If you are using Apache HTTPd, you have two options.
Lets say you have copied your front-end and back-end directories as follows:
Back-end (assumed Laravel 5.x) under /var/www/yourappname/api/
Front-end under /var/www/yourappname/frontend/
You can access your app using app.yourdomain.com. (I normally prefer www.yourdomain.com to be a separate server / Apache instance for security and performance reasons).
1. Two sub-domains
Have two sub-domains pointing to same IP address, say app.yourdomain.com for front-end, and api.yourdomain.com for Laravel back-end. Create two virtual hosts in your Apache configuration and document root as follows
For api.yourdomain.com
/var/www/yourappname/api/public
For app.yourdomain.com
/var/www/yourappname/frontend/
Your back-end base URL to be included in front-end app will be api.yourdomain.com/
Advantage: if you wish to split your front-end and back-end on two different Apache instances or separate servers in future, you can do it easily. Also, front-end is static content and hence could be served using other low cost options like S3 based sites.

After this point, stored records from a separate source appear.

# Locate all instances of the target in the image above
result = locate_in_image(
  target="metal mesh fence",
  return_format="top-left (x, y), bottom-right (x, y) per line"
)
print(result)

Caveat: You will have to take care of CORS (https://developer.mozilla.org/en-US/docs/Web/HTTP/CORS) issue. Also, you will need two SSL certificates or multi-domain certificate or wild-card SSL certificate.

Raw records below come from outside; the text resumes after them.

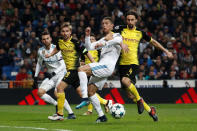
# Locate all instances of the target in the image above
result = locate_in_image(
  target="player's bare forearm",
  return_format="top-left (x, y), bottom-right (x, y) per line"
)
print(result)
top-left (45, 47), bottom-right (59, 58)
top-left (86, 52), bottom-right (95, 63)
top-left (150, 39), bottom-right (173, 59)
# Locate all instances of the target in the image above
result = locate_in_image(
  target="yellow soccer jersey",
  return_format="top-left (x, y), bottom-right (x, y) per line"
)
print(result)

I prefer this option and I have used this in one of my setup considering future load.
2. Single Domain and Alias
Set Document Root as
/var/www/yourappname/frontend
Add Alias as follows (http://httpd.apache.org/docs/2.4/mod/mod_alias.html#alias)
Alias "/api/" "/var/www/yourappname/api/public/
Your back-end base URL to be included in front-end app will be app.yourdomain.com/api/
(I have not yet verified this on my setup)
Advantage: You have single domain, and need single SSL certificate.
Caveat: All hits will be on same Apache service and hence difficult to segregate load of compute intensive API requests and static content.
Note: In either case, I have pointed to "public" directory of Laravel framework, to avoid exposing configuration and other directories of Laravel to outside world.